The Democrat Evers said in a video message Thursday that his priority is keeping people safe and that wearing a mask was the most basic way to do that.
Republicans who voted to repeal the order said Evers was exceeding his authority by issuing new public health emergencies rather than having the Legislature approve extensions.
"This is not a mask issue, although it will be portrayed as such. This is an issue of an individual who can't just rule order by order," Republican Rep. Shannon Zimmerman of River Falls told KARE 11. "I wear a mask. We're not trying to obstruct anything here. We're trying, desperately, to get him to talk to us."
Health experts have warned against repealing the mandate, saying masks are probably the most effective way to slow the spread of COVID-19. The Assembly vote Thursday came a week after the Senate also voted to kill the mandate.
The Assembly had planned to vote last Thursday, Jan. 28, but abruptly canceled the vote in the face of broad criticism from the state's health, school and business leaders and out of concern it would jeopardize more than $49 million in federal aid.
At that time, Assembly Speaker Robin Vos said he still believed the Assembly would vote eventually to repeal the mandate, but that lawmakers wanted to “pause and do our due diligence" to ensure no federal money would be lost.
Last week, the Wisconsin Senate passed the resolution to repeal the mask mandate on an 18-13 vote, with all Democrats and Republicans Sens.

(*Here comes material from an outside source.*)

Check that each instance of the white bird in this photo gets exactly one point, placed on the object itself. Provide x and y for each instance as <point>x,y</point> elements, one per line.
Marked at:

Dale Kooyenga, of Brookfield, and Robert Cowles, of Allouez, voting against.
Senate Democrats argued that doing away with the mandate would put lives at risk. Republicans, meanwhile, said Evers overstepped his authority by issuing repeat emergency health orders instead of going through the Legislature.
Wisconsin is now one of only 13 states without a mask mandate, although businesses, schools, health clinics, churches and other places can still require people to wear masks. And the repeal doesn't affect mask mandates imposed by local governments.
Ann Wychor-Hall, the chef and owner at Table 65 Bistro and Gelato Café in New Richmond, said the legislative efforts to oppose the statewide mandate have sent the wrong message to the public.
"The Republican leadership are wasting people's time, trying to fight a mask mandate that just, bottom line, helps people save lives," Wychor-Hall said.
Her restaurant, which is doing takeout and even drive-through options, will keep a mask mandate in place no matter what happens at the state level.
"I hope more people are turning their thoughts toward doing the right thing," she said, "and wearing a mask."